Isso mesmo, pois naquela velha mesa de bar, naquele barzinho de aparência rústica, em meio a encontros etilicamente revolucionários, nasceram poesias magistrais, surgiram composições memoráveis, foram entoados os primeiros versos da música genial. A lágrima foi chorada, a glória emergida.
Dali a pouco vão chegando outros e mais tantos outros jovens e velhos, todos com aspectos de liberdade demais no vestir e no andar, ávidos pelo primeiro gole, loucos para entrar com ferocidade na primeira discussão surgida. De repente a mesa, que agora são duas, está completamente tomada por jornalistas, compositores, poetas, escritores, diplomatas, gente que está ali para se deliciar do prazer da conversa, da criação e principalmente da vasta bebida, da fumaça incontida do cigarro, do pratinho que chega com tira-gosto.
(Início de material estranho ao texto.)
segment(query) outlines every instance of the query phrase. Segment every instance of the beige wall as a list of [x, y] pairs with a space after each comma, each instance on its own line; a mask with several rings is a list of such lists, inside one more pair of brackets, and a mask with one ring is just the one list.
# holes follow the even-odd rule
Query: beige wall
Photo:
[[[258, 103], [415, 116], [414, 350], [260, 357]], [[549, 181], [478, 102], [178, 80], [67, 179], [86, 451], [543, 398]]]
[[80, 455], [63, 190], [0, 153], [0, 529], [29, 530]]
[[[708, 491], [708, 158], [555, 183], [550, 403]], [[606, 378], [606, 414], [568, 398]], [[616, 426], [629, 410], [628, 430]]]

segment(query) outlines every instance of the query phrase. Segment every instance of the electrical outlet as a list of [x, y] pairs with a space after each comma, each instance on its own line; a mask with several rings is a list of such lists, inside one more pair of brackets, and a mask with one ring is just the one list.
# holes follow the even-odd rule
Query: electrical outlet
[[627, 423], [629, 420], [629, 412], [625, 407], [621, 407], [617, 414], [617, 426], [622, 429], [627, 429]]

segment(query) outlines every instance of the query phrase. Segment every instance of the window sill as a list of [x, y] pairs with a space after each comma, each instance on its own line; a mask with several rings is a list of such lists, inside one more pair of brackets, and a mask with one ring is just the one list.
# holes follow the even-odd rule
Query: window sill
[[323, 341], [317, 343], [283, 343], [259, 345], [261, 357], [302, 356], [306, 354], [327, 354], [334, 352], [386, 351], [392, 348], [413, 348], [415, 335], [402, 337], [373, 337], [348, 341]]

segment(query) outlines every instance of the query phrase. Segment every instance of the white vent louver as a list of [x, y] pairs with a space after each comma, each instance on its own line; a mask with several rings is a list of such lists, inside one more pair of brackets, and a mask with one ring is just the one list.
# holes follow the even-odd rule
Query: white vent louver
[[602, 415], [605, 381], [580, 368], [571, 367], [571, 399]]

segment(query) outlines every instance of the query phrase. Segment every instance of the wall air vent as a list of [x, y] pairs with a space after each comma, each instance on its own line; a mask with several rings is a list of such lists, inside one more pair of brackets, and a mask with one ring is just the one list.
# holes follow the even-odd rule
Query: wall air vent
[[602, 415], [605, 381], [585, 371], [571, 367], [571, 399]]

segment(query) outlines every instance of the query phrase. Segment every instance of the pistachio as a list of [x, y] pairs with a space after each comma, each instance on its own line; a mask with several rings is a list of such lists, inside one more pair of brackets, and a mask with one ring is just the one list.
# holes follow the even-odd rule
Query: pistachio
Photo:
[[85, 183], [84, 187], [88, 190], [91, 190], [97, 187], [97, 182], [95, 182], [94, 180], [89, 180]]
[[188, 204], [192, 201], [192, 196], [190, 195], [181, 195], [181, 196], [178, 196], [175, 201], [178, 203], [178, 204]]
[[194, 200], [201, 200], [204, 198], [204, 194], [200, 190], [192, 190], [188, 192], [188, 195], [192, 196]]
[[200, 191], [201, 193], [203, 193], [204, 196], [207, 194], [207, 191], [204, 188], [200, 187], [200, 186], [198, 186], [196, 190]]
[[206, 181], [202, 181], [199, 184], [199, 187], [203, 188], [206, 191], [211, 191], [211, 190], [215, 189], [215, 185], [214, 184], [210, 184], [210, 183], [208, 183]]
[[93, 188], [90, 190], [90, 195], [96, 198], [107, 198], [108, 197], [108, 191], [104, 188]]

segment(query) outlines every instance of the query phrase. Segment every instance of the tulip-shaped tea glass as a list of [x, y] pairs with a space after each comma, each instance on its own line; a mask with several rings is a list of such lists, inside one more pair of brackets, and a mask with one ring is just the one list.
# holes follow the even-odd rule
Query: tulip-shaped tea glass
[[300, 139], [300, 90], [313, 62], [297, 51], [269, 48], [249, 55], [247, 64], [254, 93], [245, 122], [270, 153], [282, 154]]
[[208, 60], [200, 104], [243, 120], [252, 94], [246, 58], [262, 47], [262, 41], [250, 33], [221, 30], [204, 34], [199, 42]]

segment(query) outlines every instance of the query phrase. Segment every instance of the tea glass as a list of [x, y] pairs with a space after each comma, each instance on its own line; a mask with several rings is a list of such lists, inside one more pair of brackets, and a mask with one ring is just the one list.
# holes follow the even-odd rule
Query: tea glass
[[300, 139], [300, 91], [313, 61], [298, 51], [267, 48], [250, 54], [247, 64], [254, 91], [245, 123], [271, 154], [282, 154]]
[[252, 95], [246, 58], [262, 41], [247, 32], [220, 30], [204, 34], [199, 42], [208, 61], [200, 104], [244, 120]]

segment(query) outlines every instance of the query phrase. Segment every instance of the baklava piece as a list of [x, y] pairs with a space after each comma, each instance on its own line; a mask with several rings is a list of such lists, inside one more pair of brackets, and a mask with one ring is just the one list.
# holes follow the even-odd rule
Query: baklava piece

Logicamente que aqueles dois primeiro personagens citados exemplificam apenas pessoas adeptas a uma manifestação fortemente cultural chamada mesa de bar. Infelizmente não de hoje, mas de ontem e de outros tempos idos. E um tempo onde era permitido ter o barzinho como expressão intelectual, tornar aquele ambiente um cenário de exposição verbal ou vocal daquilo que havia sido produzido, possibilitar que entre uma dose e outra surgissem parcerias, inspirações geniais, discussões que redundavam em manifestos, simples conversas que diziam tudo sobre a situação do país.
Hoje ainda existem esses bares, mas são poucos, e menos ainda a intelectualidade que os possa freqüentar com dignidade. O que hoje é escrito no computador e tendo um copo de uísque ao lado, noutros tempos nascia no papel do guardanapo, riscando a própria mesa, catando qualquer coisa pra preservar a genial criação. E tudo cheirando a limão, tosquiado pela fumaça do cigarro, algo assim que ninguém dava nada naquele momento.
E dizem que certa vez Vinícius de Morais saiu embriagado de um desses barzinhos e levando consigo a toalha da mesa. Ora, ali estava escrito um de seus mais famosos sonetos. Jaguar, o do Pasquim, lembra bem que via enquanto ele rabiscava, mas não conseguia ler nada: também estava bêbado.